The third ingredient is a paymaster. If you can find a handsome, well-built, agreeable and intellectual man for the position (as we did) so much the better. You will thus add an air of character and distinction to your tour. In that respect, I admit, we were fortunate beyond the average. I need only add, as a slight reminder to my companions, that they have not yet repaid to me the money I disbursed for them.

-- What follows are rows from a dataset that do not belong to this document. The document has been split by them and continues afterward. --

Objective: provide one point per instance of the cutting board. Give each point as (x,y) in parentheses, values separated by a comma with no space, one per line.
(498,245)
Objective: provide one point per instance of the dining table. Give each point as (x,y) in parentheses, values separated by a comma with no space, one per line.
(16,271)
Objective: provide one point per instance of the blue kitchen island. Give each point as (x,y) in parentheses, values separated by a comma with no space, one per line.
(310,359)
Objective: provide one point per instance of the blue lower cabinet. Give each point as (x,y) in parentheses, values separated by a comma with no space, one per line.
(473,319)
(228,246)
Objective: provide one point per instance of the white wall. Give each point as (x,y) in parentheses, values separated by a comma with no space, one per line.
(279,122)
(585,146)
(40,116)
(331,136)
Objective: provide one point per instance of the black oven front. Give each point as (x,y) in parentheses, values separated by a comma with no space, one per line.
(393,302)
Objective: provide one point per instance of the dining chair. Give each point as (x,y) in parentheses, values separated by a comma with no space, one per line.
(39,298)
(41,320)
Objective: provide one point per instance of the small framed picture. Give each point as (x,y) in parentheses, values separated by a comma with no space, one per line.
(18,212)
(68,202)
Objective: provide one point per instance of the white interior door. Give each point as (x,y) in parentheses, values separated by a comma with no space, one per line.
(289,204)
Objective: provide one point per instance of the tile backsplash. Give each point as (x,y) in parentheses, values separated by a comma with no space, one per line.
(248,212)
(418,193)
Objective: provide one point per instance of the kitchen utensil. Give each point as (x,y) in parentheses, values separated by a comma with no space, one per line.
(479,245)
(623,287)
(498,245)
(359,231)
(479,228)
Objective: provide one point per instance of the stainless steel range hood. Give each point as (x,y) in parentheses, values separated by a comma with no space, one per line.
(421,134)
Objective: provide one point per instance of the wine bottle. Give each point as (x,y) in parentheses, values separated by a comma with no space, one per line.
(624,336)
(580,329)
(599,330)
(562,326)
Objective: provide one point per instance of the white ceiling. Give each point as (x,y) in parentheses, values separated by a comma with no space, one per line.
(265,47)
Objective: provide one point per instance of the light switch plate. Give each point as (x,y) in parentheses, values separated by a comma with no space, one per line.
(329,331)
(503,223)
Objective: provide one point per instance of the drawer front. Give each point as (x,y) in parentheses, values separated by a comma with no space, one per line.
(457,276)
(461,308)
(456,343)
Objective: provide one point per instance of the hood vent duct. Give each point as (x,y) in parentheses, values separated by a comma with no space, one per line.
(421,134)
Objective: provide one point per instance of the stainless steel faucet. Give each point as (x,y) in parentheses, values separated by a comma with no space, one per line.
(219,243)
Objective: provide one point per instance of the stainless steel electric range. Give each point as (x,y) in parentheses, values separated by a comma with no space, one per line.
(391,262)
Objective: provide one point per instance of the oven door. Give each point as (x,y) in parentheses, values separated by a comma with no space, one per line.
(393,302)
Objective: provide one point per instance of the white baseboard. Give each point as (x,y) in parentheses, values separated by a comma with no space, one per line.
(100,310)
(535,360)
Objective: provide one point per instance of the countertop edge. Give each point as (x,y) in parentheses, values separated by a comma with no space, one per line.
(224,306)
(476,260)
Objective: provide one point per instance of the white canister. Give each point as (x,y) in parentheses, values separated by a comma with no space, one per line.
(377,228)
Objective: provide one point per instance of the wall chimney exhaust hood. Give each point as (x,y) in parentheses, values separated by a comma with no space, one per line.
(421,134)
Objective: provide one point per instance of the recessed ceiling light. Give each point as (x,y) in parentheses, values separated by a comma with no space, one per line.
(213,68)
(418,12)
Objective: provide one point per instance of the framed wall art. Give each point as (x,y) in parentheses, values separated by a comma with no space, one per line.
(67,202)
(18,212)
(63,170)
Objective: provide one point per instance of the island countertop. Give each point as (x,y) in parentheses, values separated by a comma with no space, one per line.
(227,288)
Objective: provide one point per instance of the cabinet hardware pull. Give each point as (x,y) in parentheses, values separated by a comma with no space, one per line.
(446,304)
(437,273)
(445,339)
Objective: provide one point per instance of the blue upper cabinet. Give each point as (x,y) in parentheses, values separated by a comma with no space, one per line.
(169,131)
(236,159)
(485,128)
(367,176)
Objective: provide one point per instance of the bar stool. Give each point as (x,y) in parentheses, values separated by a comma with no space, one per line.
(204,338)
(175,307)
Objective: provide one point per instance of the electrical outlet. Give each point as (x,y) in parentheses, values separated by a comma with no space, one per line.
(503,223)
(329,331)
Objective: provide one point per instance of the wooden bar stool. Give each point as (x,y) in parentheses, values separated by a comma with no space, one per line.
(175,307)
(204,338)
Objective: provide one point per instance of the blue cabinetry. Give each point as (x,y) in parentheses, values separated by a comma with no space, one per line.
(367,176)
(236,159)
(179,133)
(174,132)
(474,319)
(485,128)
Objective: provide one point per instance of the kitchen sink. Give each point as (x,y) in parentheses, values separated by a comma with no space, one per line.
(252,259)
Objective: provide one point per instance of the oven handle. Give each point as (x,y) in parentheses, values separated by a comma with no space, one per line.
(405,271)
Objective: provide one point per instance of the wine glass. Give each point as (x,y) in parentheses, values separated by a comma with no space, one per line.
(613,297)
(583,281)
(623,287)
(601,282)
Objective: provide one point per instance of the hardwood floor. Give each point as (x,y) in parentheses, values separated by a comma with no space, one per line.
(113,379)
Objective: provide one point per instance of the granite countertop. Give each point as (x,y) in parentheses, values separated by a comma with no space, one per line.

The fourth ingredient is one rainy day. It helps you to enjoy the fine weather all the more, and it gives you an opportunity of investing yourself in the pretty little gray waterproof cape which bicycle outfitters provide for wet weather. From a ticket attached to the collar of mine, I discovered that it was called an "electric poncho." I can only say that it fully deserved the title. Wet weather, moreover, adds a pleasing element of uncertainty to bicycling by making your back wheel skid, so that you never know, from one moment to the other, what you may be doing. If three of you are riding in a line, it is more than probable that, in the twinkling of an eye, you will be piled three deep on the side of the road.
You ought also to insure at least one hotel dance in the course of your journey. All hotel dances are the same, and therefore one is quite sufficient as a sample. Hotel dances are attended by eight ladies and six men. One of the men is a boy. He has two sisters, who are also present at the dance. He dances three times with one sister, and three times with the other. His seventh dance he devotes to a lady no longer in her first youth, who has captured his young affections, and after the mad excitement of this episode he goes to bed. Another of the men is always elderly, bald and stout. He displays the courtly gallantry which is understood to be an attribute of the old school. He is a rigorous stickler for the etiquette of the ballroom. He dances the Lancers with a solemn precision and the waltz with a precise solemnity, and that is the only distinction he makes between them. He is a great hand at well-turned compliments of a ponderous nature, and it is a liberal education to see him conducting his partner back to her seat. A third man is an amusing rattle. He makes his partners giggle by his total ignorance of the Lancers, and incurs the frowns of the bald man by his dashing exploits in the waltz. The ladies all wear high dresses, they have interchangeable chaperons, and make a noble pretence of enjoying themselves. In the fifth dance the bald man falls down, and long before twelve o'clock everything is over and peace reigns again in the hotel.